That was the name of the tech company who, last week, announced a fundraiser that almost broke records on the ever-busy African funding scoreboard. A fintech out of Ghana, Dash secured a rather surprising USD 32.9 M in a seed round led by New York-based PE and VC fund, Insight Partners.
The oversubscribed investment was not only the largest round in the Ghanaian fintech startup scene but also the second-biggest of its kind [fintech seed rounds] in Africa; PalmPay’s USD 40 M funding back in November 2019 still leads the fleet. Meanwhile, Dash’s milestone momentarily stole the African fintech spotlight away from Nigeria, where lies the sector’s biggest regional hub.
So it does come off strange that barely a week after Dash’s near-record capital injection, the Bank of Ghana—the country’s apex or central bank—has ordered for the immediate cessation of the startup’s operations.
According to a letter from the head of fintech and innovation at BoG, it has been noticed that Dash is currently offering consumers some services without obtaining the necessary approval. Such services, as highlighted by the central bank, include wallet creation, cross-border payments, float balance holdings and utility payments.
Dash’s approach to banking is based on a system of connected wallets, one which creates a financial ecosystem where banks, MNOs and mobile money platforms can transact.
On the consumers’ end, it is about being able to use a single channel for financial transactions while moving across the continent. Basically, the startup exists to facilitate interoperability among the continent’s fast growing mobile money markets.

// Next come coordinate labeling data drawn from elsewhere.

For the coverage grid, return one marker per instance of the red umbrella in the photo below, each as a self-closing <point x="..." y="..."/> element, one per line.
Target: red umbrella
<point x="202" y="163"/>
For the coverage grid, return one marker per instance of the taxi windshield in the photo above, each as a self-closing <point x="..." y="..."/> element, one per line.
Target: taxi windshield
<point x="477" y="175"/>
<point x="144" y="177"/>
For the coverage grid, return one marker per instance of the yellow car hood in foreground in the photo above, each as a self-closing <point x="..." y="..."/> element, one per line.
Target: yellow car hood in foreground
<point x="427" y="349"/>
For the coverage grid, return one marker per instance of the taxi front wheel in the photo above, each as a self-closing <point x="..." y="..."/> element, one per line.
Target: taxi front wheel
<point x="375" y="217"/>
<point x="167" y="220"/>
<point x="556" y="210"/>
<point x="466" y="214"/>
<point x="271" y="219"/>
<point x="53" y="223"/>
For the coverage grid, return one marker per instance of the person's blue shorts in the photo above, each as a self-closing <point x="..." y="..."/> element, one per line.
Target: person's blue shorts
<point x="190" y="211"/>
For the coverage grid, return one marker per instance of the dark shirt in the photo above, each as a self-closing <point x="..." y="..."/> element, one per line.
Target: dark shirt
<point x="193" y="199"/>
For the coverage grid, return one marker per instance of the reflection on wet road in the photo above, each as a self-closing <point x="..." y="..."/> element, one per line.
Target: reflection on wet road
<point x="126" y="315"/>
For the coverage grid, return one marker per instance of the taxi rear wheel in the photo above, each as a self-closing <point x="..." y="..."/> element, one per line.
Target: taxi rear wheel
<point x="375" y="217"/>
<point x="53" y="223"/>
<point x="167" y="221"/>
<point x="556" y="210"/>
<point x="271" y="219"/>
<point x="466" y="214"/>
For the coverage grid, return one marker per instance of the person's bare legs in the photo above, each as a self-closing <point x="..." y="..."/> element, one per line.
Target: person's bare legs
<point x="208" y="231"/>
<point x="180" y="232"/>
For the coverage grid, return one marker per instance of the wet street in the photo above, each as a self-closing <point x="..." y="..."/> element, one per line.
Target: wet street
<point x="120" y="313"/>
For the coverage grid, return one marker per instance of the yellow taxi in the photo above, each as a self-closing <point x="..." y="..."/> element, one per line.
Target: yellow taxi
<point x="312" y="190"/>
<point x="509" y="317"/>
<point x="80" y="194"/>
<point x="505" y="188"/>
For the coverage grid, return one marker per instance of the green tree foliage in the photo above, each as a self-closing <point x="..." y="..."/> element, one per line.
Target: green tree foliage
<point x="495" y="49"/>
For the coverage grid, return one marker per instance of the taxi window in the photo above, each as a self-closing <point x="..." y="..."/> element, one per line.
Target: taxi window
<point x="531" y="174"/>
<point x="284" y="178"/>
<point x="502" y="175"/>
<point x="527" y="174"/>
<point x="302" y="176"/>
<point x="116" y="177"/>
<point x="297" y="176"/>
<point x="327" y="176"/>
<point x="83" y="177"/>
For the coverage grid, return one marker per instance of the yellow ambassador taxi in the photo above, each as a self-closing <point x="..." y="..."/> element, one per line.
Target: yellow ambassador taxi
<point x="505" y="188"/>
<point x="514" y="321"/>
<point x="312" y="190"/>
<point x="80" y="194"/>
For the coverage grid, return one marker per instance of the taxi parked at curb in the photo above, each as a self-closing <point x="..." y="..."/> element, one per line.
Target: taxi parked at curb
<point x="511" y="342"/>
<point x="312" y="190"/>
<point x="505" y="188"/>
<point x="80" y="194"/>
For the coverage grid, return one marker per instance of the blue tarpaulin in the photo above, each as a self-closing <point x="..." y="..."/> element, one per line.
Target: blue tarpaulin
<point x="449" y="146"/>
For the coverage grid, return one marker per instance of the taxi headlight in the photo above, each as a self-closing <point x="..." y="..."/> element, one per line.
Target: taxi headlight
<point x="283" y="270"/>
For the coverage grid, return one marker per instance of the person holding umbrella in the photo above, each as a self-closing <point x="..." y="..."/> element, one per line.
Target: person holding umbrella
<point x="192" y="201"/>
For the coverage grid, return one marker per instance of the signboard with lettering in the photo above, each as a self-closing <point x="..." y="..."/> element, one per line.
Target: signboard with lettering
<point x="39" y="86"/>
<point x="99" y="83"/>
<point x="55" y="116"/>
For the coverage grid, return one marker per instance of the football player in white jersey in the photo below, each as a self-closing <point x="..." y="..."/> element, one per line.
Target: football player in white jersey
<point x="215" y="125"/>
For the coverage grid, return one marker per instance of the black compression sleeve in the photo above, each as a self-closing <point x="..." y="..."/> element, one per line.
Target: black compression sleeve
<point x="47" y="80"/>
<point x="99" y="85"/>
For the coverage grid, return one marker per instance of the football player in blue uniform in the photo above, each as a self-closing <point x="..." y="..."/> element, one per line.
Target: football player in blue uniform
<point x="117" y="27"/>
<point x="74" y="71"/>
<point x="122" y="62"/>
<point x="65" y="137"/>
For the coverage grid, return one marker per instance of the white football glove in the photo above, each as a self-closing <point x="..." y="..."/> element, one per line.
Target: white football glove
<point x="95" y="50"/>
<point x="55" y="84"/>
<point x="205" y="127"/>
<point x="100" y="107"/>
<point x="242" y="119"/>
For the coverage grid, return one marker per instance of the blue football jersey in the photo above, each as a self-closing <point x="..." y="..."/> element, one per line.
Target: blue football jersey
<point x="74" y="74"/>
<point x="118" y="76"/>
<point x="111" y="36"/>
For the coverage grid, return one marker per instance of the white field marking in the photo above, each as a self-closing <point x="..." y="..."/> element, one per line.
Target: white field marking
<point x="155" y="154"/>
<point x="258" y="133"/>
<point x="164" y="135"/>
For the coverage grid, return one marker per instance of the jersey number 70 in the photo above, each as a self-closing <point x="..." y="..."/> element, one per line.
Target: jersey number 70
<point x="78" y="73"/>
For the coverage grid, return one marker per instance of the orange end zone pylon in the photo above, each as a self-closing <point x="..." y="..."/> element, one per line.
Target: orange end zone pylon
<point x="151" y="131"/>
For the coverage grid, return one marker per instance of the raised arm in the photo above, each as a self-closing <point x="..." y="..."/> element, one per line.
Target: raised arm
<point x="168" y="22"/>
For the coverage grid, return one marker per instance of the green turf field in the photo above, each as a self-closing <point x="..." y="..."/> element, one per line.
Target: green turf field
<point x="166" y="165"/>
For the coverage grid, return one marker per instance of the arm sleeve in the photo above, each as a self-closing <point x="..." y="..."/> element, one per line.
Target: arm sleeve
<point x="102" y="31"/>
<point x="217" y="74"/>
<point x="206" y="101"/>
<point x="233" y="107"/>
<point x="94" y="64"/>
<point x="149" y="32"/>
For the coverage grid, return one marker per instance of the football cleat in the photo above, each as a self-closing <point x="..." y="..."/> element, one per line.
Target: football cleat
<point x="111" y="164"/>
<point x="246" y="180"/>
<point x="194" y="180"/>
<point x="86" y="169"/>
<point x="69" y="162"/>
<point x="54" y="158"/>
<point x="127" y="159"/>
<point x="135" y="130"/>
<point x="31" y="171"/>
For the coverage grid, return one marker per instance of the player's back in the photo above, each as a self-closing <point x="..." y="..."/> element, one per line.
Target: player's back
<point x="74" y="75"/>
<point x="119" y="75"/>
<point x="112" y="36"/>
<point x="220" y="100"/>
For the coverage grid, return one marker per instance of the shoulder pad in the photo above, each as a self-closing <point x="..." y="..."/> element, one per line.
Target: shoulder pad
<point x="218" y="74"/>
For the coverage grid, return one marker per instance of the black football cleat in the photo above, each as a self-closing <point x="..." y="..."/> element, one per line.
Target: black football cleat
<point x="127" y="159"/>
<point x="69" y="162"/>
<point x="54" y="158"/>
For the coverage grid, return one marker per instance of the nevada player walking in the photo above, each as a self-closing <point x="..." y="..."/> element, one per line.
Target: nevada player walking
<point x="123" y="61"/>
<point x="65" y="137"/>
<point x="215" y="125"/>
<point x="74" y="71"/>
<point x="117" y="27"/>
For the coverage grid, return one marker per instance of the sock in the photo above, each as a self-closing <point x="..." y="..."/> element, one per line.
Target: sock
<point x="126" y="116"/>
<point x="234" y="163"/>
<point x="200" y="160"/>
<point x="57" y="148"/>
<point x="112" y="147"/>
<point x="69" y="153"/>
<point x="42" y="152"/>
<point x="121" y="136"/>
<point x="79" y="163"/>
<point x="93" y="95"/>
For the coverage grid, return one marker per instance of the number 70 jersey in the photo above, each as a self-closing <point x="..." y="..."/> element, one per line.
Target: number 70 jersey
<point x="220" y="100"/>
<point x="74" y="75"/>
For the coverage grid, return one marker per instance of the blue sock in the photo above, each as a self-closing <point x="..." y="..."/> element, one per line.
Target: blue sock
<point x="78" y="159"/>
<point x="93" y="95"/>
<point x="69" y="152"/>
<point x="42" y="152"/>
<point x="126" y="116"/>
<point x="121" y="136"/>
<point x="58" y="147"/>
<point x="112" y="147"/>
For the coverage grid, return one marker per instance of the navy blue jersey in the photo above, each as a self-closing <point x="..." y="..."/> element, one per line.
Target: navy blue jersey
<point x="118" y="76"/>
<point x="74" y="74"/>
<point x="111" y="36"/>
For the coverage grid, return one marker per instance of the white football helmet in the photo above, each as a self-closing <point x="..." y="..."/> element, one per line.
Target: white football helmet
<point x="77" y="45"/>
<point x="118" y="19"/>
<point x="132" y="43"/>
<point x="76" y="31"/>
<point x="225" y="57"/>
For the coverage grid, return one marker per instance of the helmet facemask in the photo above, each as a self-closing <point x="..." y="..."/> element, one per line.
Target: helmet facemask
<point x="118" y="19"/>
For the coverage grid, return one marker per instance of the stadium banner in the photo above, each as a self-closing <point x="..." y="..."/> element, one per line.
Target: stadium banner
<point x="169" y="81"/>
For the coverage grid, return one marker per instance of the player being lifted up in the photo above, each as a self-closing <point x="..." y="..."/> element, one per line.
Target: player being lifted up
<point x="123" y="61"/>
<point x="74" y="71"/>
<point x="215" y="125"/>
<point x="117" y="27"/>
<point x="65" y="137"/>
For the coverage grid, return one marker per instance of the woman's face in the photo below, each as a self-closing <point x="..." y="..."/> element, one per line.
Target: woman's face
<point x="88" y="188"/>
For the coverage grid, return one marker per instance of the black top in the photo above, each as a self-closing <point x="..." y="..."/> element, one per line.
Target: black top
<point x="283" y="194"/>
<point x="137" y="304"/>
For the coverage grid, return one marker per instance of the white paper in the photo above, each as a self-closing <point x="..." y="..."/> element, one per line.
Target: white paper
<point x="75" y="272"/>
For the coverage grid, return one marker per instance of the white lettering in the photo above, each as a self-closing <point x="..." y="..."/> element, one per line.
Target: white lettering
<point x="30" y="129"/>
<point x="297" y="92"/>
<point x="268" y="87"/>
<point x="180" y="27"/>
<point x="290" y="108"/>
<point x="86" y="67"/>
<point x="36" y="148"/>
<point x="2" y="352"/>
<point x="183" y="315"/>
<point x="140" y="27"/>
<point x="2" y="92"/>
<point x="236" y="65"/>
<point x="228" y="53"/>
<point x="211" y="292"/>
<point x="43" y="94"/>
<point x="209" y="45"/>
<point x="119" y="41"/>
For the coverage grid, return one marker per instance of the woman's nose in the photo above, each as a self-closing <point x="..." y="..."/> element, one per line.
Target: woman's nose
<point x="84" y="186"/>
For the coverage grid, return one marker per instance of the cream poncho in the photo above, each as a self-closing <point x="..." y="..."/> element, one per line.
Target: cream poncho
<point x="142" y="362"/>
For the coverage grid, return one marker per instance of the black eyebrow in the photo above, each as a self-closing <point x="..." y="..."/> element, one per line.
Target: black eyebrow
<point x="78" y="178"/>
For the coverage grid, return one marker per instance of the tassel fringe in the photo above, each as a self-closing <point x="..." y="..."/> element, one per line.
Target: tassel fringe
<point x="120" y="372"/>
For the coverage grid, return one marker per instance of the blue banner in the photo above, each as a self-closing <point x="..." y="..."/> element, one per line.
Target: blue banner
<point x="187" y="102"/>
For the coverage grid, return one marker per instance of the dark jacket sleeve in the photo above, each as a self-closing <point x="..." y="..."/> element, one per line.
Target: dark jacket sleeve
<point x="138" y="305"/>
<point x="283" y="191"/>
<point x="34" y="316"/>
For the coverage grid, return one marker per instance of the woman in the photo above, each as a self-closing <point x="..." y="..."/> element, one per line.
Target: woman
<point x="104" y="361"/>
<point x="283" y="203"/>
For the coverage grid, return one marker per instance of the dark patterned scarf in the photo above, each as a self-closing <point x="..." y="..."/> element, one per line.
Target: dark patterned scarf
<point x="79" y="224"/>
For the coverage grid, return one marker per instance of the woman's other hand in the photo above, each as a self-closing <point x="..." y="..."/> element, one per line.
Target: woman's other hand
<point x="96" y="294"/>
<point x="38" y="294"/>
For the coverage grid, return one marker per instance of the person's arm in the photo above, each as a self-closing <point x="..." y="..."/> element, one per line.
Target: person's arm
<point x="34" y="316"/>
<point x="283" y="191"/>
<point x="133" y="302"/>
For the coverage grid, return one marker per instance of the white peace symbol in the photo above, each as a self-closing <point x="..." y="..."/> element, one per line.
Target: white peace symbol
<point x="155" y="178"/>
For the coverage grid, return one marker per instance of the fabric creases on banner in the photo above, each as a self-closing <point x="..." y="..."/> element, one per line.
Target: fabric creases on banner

From the looks of it, Dash was founded in 2019. has been operational in Ghana since then, but is headquartered in New York The company raised USD 500 K in pre-seed early last year and is currently taking part in Techstars Toronto, a widely sought-after accelerator program based in Canada. In some reports, Dash is billed as “the AliPay for Africa” due to its play with connected wallets.
Ghana’s central bank, apart from requesting a halt in the company’s operations, has also directed the other financial services providers who partner with Dash.
Recall, the fintech specializes in an ecosystem of connected wallets, where platforms such as Kenya’s M-PESA, MTN Momo in Ghana, and debit/credit card accounts are catered to.
Naturally, Dash’s customers are in Ghana, Kenya, and Nigeria, and they can interconnect their conventional bank or mobile money accounts to do everything from paying utility bills to sending and receiving money to and from others; It has a multi-currency feature which enables this. Meanwhile, there has been no publicly shared response from Dash.
Given the role mobile money plays in the African fintech boom, there is bound to be potential in the market Dash is building for. Besides the often-told success story of Safaricom’s nearly immortalized M-PESA, mobile money has led to the birth of Senegal’s Wave, the first-ever unicorn out of Francophone Africa. After all, mobile money is more popular in Africa than anywhere else.
Ghana’s tech scene is nascent yet increasingly basking in investor attention, with fintech at the helm of the industry’s venture capital affairs. Names such as Float, OZE, and Zeepay have recently taken early-stage money from investors.
According to our report, out of the USD 28.35 M raised by Ghanaian startups in 2021, fintech accounted for 9.81 M—making it the country’s second-most funded sector, after only agritech.
While this is the first time the BoG is making such a move, fintechs in Ghana’s closest West African neighbor seem to have it good with the central bank.
On different occasions, Flutterwave and Chipper Cash—both of whom are already unicorns—have extolled the management of the Central Bank of Nigeria for the friendly policies and cooperation which aided their success. In this market, wealthtech and crypto are the markets the authorities seemingly address with iron fists.
Dash has been asked to apply for approval in order to resume operations, else the company risks playing beyond the purview of the nation’s financial regulation.
In a somewhat related spin of events, it remains a conundrum how a large batch of African tech startups were unceremoniously disrupted from utilizing the services of Mercury Bank, a United States-based digital bank for startups. So far, Mercury has been vague as to why the accounts of these local companies were restricted.